How AGI Became the Biggest Conspiracy Theory of Our Time

How AGI Became the Biggest Conspiracy Theory of Our Time

That’s a compelling and even comforting thought for many people. “We are in an era in which other paths to the material improvement of human lives and our societies seem to have been exhausted,” says Vallor.

Technology once promised a route to a better future: progress was a ladder we would climb toward human and social flourishing. “We’re past the peak of that,” Vallor says. “I think the one thing that gives a lot of people hope and a return to that kind of optimism about the future is AGI.”

Take this idea to its conclusion and, again, AGI becomes a kind of god, one who can offer relief from earthly suffering, Vallor says.

Kelly Joyce, a sociologist at the University of North Carolina who studies how cultural, political, and economic beliefs shape the way we think about and use technology, sees all of these wild predictions about AGI as something more banal: part of a long-term pattern of overpromising by the tech industry. “What’s interesting to me is that we always get caught up,” he says. “There is a deep belief that technology is better than human beings.”

Joyce believes that this is why, when the hype arises, people are predisposed to believe it. “It’s a religion,” he says. “We believe in technology. Technology is God. It’s very difficult to oppose it. People don’t want to hear it.”

How AGI hijacked an industry

The fantasy of computers that can do almost anything a person can do is seductive. But like many widespread conspiracy theories, it has very real consequences. It has distorted the way we think about what is at stake behind the current tech boom (and its potential downfall). It may even have derailed the industry, absorbing resources for more immediate and practical applications of the technology. More than anything, it gives us free rein to be lazy. It tricks us into thinking that we could avoid the real hard work needed to solve intractable, global problems—problems that will require international cooperation, compromise, and costly aid. Why bother with that when we will soon have machines that will solve everything for us?

Let’s consider the resources that are being invested in this great project. Last month, OpenAI and Nvidia announced a partnership of up to $100 billion that would allow the chip giant to supply at least 10 gigawatts of ChatGPT’s insatiable demand. That is more than the figures for nuclear power plants. Lightning could release so much energy. The flux capacitor inside Dr. Emmett Brown’s DeLorean time machine only required 1.2 gigawatts to send Marty back to the future. And then, just two weeks later, OpenAI announced a second partnership with chipmaker AMD for another six gigawatts of power.

Promoting the Nvidia deal on CNBC, Altman, with a straight face, stated that without this type of data center construction, people would have to choose between a cure for cancer and free education. “No one wants to make that decision,” he said. (Just a few weeks later, he announced that erotic chats would come to ChatGPT).

Added to those costs is the loss of investment in more immediate technology that could change lives today, tomorrow and the next. “To me, it’s a huge missed opportunity,” says Lirio’s Symons, “to put all these resources into solving something nebulous when we already know there are real problems we can solve.”

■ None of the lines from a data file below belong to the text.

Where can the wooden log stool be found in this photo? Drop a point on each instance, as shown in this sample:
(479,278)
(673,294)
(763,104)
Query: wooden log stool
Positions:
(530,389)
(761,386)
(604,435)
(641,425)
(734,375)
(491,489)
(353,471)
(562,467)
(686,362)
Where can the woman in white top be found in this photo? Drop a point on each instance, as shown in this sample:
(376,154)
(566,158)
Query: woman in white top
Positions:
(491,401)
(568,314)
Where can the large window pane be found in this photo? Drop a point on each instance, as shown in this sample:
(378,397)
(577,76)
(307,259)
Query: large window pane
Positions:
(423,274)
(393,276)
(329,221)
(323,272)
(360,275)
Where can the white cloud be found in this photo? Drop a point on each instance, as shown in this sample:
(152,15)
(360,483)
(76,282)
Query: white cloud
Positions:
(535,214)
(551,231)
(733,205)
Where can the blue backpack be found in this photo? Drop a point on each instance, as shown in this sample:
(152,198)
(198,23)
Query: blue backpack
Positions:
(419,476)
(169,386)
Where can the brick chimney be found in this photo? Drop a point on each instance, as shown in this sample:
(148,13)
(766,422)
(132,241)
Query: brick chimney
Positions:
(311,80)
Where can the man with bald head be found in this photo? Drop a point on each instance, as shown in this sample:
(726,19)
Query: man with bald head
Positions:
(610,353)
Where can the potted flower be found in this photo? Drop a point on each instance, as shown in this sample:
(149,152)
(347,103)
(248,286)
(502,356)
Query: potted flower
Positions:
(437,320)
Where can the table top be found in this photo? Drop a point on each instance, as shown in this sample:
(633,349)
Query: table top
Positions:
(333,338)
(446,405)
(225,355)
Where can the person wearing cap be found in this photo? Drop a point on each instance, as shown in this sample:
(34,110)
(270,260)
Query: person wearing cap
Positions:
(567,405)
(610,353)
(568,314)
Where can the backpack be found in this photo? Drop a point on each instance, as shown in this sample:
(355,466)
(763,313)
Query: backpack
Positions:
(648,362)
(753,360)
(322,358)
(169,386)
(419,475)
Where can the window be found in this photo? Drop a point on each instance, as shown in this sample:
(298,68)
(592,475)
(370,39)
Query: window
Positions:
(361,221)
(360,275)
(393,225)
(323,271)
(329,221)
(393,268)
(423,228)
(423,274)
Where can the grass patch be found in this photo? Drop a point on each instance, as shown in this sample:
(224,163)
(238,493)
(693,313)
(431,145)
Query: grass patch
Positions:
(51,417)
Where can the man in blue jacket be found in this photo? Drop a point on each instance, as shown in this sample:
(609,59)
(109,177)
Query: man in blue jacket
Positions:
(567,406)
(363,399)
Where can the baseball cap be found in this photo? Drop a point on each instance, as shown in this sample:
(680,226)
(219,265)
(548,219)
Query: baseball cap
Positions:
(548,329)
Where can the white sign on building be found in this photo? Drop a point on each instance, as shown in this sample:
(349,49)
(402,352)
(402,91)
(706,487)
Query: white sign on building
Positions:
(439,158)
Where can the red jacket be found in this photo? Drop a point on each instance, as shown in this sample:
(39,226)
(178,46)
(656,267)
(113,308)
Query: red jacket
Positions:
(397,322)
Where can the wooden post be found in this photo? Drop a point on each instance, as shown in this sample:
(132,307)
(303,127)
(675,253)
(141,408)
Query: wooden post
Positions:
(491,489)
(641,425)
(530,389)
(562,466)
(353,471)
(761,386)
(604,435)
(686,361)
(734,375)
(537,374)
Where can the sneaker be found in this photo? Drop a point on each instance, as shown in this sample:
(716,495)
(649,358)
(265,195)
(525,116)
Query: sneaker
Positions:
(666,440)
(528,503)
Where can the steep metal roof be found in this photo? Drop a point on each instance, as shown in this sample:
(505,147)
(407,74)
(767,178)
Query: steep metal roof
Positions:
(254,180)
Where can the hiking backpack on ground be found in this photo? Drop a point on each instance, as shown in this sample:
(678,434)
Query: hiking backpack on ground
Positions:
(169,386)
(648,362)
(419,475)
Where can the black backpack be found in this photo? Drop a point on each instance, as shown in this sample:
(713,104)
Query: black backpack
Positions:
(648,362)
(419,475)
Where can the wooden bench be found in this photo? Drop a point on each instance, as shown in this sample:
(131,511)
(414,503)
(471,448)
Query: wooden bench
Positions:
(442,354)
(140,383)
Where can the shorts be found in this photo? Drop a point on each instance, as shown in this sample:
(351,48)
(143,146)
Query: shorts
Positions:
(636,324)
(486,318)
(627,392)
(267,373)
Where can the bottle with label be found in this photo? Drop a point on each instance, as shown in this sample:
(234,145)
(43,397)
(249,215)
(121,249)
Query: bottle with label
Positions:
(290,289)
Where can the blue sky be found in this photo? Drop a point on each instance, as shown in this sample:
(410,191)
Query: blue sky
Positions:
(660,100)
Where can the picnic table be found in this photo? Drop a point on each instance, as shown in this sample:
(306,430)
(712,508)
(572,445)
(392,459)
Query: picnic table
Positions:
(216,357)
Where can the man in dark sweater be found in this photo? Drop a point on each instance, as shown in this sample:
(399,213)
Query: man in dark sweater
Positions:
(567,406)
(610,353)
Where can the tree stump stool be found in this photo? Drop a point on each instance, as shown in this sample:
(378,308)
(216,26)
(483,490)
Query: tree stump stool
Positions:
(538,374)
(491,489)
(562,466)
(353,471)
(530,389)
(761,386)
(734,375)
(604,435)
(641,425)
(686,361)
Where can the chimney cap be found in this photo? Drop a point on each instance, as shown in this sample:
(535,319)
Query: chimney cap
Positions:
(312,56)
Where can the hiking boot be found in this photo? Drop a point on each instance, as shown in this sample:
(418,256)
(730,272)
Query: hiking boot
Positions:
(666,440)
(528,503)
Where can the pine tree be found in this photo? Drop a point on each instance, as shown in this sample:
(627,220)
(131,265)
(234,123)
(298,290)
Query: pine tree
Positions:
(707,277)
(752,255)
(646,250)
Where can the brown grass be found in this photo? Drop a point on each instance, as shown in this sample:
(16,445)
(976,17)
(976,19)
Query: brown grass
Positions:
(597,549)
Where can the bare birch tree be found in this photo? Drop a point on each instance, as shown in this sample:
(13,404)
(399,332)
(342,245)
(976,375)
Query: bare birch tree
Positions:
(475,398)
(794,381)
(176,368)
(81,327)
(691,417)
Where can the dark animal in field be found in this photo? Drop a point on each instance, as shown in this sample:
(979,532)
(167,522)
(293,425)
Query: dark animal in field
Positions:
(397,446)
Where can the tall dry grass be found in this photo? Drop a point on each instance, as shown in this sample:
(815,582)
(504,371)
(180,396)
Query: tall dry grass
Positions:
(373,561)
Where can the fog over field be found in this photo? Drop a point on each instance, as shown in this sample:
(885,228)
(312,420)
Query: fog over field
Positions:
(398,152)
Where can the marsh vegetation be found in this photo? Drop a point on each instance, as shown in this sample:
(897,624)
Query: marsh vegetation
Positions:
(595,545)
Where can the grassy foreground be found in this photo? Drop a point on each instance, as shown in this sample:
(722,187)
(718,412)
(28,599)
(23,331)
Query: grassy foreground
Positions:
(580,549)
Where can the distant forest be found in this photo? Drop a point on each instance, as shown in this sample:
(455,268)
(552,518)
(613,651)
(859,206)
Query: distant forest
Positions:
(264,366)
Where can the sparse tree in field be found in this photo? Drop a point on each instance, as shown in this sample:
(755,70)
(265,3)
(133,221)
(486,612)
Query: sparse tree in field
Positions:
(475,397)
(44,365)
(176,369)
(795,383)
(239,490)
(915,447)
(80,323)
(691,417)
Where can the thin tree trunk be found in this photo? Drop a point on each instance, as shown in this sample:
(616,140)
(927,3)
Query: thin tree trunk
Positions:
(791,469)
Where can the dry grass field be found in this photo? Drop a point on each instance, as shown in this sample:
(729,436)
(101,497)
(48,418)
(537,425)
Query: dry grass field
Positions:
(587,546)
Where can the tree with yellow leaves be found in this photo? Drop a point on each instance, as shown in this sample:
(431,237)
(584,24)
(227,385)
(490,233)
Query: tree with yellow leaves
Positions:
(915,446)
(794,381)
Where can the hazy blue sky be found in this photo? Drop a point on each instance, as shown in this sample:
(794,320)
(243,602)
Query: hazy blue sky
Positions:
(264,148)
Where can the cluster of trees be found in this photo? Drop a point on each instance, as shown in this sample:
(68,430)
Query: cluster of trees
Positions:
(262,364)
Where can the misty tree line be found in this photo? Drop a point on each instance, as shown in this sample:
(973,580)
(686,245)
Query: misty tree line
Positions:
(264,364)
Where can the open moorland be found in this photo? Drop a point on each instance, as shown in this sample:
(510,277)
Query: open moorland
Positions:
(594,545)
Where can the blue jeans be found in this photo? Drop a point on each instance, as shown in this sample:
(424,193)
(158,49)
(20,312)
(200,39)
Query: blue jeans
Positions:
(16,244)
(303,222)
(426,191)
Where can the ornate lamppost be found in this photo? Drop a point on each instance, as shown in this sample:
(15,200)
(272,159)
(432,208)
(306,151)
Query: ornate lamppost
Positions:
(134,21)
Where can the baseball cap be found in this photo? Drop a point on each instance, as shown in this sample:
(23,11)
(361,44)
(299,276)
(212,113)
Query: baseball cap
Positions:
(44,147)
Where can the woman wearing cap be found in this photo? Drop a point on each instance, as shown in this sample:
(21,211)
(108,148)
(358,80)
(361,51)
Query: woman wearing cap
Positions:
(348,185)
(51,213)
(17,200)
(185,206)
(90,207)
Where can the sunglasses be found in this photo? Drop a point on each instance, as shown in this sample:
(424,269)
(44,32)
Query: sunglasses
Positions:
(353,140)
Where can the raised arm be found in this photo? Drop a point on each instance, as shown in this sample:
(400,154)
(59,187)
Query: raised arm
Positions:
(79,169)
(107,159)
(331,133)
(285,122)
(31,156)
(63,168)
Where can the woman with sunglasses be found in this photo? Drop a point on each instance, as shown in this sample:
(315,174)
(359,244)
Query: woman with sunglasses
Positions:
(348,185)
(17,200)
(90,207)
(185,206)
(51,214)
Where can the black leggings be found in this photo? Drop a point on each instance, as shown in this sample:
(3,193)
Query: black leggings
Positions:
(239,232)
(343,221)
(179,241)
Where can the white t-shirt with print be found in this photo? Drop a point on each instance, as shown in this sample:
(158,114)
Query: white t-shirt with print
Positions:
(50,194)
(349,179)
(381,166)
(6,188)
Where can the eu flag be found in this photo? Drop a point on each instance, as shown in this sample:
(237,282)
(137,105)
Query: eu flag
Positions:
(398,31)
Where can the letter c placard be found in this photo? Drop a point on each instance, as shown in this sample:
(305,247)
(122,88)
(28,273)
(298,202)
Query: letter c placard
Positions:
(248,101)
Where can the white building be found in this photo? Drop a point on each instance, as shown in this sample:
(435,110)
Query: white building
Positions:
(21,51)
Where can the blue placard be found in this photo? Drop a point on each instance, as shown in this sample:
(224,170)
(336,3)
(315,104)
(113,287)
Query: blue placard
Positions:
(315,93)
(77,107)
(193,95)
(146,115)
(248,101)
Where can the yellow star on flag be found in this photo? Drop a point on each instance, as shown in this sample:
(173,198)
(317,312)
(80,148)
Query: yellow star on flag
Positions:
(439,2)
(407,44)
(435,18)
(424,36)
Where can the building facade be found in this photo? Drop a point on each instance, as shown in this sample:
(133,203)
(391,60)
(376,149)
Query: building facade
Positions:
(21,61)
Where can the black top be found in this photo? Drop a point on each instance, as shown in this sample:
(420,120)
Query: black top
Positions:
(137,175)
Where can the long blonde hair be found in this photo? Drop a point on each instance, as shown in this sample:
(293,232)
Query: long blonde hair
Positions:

But that’s not how companies like OpenAI should operate. “Because people spend so much money at these companies, they don’t have to,” Symons says. “If you have hundreds of billions of dollars, you don’t have to focus on a practical, solvable project.”

Despite his strong belief that AGI is coming, Krueger also believes that the industry’s determined pursuit means that potential solutions to real problems, such as better healthcare, are being ignored. “This AGI thing is nonsense, it’s a distraction, it’s an exaggeration,” he tells me.